I would suggest using Notepad++ rather than Windows Notepad for this, as it makes it a lot easier to see what you're doing.. but even without using Notepad++ it's just a couple minutes work all up.

That sounds a lot more difficult than setting "ControlPort 9051" in torrc and running

#!/bin/bash
(echo authenticate '""'; echo signal newnym; echo quit) > /dev/tcp/localhost/9051

But whatever works for you, go with it :)

December 14, 2013

Permalink

sha256sums.txt signed with key 0x1E8BF34923291265... Is this a new signing key?

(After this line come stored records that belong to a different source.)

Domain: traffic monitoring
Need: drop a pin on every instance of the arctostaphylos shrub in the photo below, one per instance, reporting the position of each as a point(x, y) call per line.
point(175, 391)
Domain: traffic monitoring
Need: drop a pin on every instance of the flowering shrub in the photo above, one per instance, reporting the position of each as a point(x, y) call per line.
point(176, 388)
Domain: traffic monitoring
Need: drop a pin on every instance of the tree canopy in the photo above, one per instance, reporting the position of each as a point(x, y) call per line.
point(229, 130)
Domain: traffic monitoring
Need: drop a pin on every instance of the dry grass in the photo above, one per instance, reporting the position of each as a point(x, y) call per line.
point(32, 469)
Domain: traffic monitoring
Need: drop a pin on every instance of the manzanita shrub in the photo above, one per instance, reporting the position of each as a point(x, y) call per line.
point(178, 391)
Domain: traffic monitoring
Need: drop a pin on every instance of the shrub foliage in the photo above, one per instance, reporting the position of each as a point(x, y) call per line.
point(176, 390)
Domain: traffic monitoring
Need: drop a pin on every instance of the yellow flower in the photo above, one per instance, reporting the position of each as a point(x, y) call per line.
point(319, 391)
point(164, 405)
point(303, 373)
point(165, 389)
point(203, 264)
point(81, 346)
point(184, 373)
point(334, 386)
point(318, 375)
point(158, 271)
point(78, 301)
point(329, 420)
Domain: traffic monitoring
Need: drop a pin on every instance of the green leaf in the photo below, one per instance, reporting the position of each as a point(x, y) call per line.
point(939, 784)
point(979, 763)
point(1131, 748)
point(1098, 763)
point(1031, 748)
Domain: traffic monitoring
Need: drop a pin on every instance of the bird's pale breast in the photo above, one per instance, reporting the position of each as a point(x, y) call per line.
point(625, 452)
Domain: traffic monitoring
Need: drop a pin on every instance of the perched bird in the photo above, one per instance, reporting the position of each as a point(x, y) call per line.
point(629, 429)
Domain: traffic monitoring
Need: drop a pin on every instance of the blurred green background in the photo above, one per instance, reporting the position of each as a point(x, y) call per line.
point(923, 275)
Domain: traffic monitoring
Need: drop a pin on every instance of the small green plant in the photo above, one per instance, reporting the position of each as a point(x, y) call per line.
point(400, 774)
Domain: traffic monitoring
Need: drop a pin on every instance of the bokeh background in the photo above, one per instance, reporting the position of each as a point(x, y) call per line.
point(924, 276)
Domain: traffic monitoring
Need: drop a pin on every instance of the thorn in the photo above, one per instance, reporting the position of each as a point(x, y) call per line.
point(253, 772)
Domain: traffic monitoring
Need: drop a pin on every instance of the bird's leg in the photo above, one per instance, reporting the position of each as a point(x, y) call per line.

$ gpg --verify sha256sums.txt.asc

  • gpg: armor header: Version: GnuPG v1.4.12 (GNU/Linux)
  • gpg: assuming signed data in `sha256sums.txt'
  • gpg: Signature made Thu 12 Dec 2013 03:10:16 PM UTC
  • gpg: using RSA key 0x1E8BF34923291265
  • gpg: Can't check signature: public key not found
  • sha256sums.txt signed with key 0x1E8BF34923291265... Is this a new signing key?

    Follow these steps:

    1. Import Mike Perry's keyfile whose fingerprint is C963 C21D 6356 4E2B 10BB 335B 2984 6B3C 6836 86CC

    (In one of Tor's web pages, it is stated that Mike Perry is responsible for signing TBB 3.x series)

    2. Surf to https://archive.torproject.org/tor-package-archive/torbrowser/3.5rc1/ and download the following files: sha256sums.txt, sha256sums.txt.asc and sha256sums.txt.mp-asc

    Do not forget to download the TBB corresponding to your OS.

    3. Verify sha256sums.txt.mp-asc against sha256sums.txt

    December 14, 2013

    Permalink

    torbrowser-install-3.5-rc-1_en-US.exe

    Why is this called a bundle when there Vidalia is not included in the package?

    December 17, 2013

    In reply to arma

    Permalink

    To: arma or any Tor developer

    You wrote: Because there's a browser and a tor. That in essence is what a Tor Browser Bundle is

    My question: There's no Vidalia in TBB 3.5rc1. So how do I change to a new identity?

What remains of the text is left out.